Les objets créés nous concernant personnellement sont la santé, la maladie, la vie courte, la vie longue, les richesses, la pauvreté etc. Le détachement à l'égard de ces objets n'anéantit pas le devoir moral de soigner sa santé et, pour les pères de famille notamment, de défendre leur patrimoine, d'aimer leur femme et leurs (éventuels) enfant. En général, il ne faut pas cultiver une antinomie entre spiritualité et morale. Elles doivent s'accorder. Ainsi, si malgré tous mes efforts raisonnables, d'injustes juges me spolient, je dois rester détaché intérieurement. Ainsi, si malgré les soins que j'y apporte ma santé se dégrade ou que, malgré ma prudence, un accident vient l'altérer, voire si je suis appelé dans l'autre monde, je dois être profondément détaché de tout cela, y compris de ma vie physique pour m'abandonner à la Providence. Mais, c'est, comme le dit le texte, cela me concerne personnellement, c'est "de mon côté". Car je dois avoir un soin raisonnable, par exemple, de ma santé, comme de celle des autres.

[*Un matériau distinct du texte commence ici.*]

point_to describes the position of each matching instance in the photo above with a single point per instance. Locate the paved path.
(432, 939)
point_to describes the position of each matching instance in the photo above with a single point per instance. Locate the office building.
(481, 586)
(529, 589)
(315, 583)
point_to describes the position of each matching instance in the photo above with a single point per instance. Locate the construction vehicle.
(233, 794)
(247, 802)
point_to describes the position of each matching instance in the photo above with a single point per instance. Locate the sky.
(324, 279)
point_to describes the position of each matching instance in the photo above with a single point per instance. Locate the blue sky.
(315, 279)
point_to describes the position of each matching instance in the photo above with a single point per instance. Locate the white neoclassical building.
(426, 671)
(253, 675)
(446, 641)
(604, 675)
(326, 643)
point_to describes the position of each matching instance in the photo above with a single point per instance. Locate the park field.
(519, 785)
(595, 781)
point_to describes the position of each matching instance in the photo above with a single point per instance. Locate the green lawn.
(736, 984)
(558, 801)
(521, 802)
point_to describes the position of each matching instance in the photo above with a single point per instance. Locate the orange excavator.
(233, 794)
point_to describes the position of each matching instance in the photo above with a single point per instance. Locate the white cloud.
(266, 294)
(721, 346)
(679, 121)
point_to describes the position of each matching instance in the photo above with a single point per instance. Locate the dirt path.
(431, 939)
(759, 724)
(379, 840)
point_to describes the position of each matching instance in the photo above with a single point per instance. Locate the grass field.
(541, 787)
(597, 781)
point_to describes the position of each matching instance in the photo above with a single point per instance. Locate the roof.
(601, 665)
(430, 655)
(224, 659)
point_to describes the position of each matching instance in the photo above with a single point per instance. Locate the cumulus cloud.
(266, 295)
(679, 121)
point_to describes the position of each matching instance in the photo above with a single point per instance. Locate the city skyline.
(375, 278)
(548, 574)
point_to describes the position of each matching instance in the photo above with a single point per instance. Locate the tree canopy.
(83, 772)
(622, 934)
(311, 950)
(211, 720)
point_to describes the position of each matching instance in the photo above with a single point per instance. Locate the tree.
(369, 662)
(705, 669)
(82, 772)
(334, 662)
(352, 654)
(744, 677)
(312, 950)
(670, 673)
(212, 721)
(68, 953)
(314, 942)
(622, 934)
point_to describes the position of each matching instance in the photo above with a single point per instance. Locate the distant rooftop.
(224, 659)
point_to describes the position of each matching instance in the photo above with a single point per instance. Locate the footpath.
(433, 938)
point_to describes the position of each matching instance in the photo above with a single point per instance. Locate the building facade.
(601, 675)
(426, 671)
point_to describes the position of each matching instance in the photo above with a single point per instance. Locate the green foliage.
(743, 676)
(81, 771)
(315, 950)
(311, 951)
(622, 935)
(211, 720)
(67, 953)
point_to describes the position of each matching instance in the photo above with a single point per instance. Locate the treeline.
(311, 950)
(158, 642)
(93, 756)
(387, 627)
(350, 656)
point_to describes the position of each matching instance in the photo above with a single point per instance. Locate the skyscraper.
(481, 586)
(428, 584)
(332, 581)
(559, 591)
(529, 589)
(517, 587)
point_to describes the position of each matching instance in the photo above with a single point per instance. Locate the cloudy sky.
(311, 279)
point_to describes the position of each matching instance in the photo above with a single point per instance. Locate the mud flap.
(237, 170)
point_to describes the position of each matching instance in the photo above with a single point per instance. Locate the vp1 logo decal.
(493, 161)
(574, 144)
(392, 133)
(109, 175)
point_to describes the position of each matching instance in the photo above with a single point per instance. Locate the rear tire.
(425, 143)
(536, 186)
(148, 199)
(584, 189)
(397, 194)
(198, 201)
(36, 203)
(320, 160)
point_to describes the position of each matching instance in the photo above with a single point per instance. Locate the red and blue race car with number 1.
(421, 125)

En ce qui concerne l'humanité en général et mon entourage en particulier, je dois les aimer comme moi-même et considérer leur vocation sublime qui est aussi la mienne et ne pas me détacher de leurs saluts, mais espérer pour eux (voir Spe salvi de Benoît XVI) et mettre tout en œuvre pour le leur faciliter. Je dois garder à l'esprit que mes semblables, comme moi, sommes appelés à une autre vocation que celle des bêtes sans raison, ou que celles des belles montagnes parfois dangereuses et que celle des océans beaux et effrayants. Je dois finalement me souvenir que "l'homme [- soit l'humanité -] est créé pour louer, honorer et servir Dieu, notre Seigneur, et, par ce moyen, sauver son âme" et que "l'homme", ce n'est pas moi tout seul. En décider autrement, mettre les exercices de saint Ignace à la sauce rousseauisto-darwiniste, comme je les ai perçus lorqu'ils m'ont été prêchés, ne peut que conduire à un désastre spirituel et moral et aussi social. Corruptio optimi, pesssima. La corruption du meilleur est la pire. Les exercices en cinq jours sont une des pires choses qui soient.